Figure taken from “Moby-Dick”, di Herman Melville, 1851.

On such a day – very much such a sweetness as this – I struck my first whale – a boy-harpooneer of eighteen! Forty, forty, forty years ago! – ago! Forty years of continual whaling! Forty years of privation, and peril, and stormtime! Forty years on this pitiless sea! For forty years has Ahab forsaken the peaceful land, for forty years to make war on the horror of the deep!”, with these words captain Ahab, the protagonist of Moby Dick, the masterpiece of the American literature by Herman Melville, recalls the epic of whaling in which he was involved as well as many other men in the 1800s, especially Americans. Moby Dick, the white whale, was a sperm whale. And this was the most hunted species because of spermaceti, the whale oil obtained from its large head – one third of the total body length in adult specimens – from which come the common and scientific name of the sperm whale (Physeter macrocephalus).

At the beginning of the walk on so-called  ”Capodoglio Beach”

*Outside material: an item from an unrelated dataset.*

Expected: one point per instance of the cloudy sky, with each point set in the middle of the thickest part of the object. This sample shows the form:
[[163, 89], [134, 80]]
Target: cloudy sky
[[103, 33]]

On such a day as today (May 1, 2014), unusually grey and chilly for the first of May, so different from captain Ahab’s mild day, thirty and not forty years ago – it was the morning of May 1, 1984 – an 11-metre-long adult sperm whale male stranded in Silvi, on the beach called Capodoglio Beach (Sperm whale Beach) after it. After several attempts to save the animal made by many people from Silvi, the cetacean disappeared alive beyond the horizon. Two days later it was found dying on the beach between Francavilla and Ortona. Today the whole skeleton is kept but not yet exposed in the Pescara’s Museum of the Marine Wonders still under refurbishment. The Torre del Cerrano Marina Protected Area, which did not exist at the time of stranding, celebrated the memorable event of thirty years ago with a walk, led by the Cerrano Guides Alberto and Mario, from Capodoglio Beach, today within the marine reserve, to the Cerrano Tower and its small Museum of the Sea. At the end of the walk, the participants listened to the testimonies of Mauro Pacchione, sub and Cerrano Guide, Mr. Vittorio Scordella, President of Silvi’s Association Fratello Mare, who both took part to the rescue operation that day, and the veterinary Vincenzo Olivieri, President of the non-profit Association Centro Studi Cetacei and Director of the Pescara’s Museum of the Marine Wonders, who carried out the analysis on  the carcass and the conservation the skeleton.

During the necropsy of the beached sperm whale, Dr Olivieri found many plastic bags in the prestomach of the animal, a large calibre bullet in the blubber near the blowhole and very high rates of mercury in the liver. In spite of the efforts made that day to bring it back to the open sea, the cetacean died for causes related to those human actions which have a more or less direct impact on the other living beings, even as big as whales.

Despite the tragic ending for the animal, the 1984’s stranding proved that we humans are prone to defend Nature when it is endangered, the same Nature that we too often endanger. This is the profound moral of the Sperm whale’s day.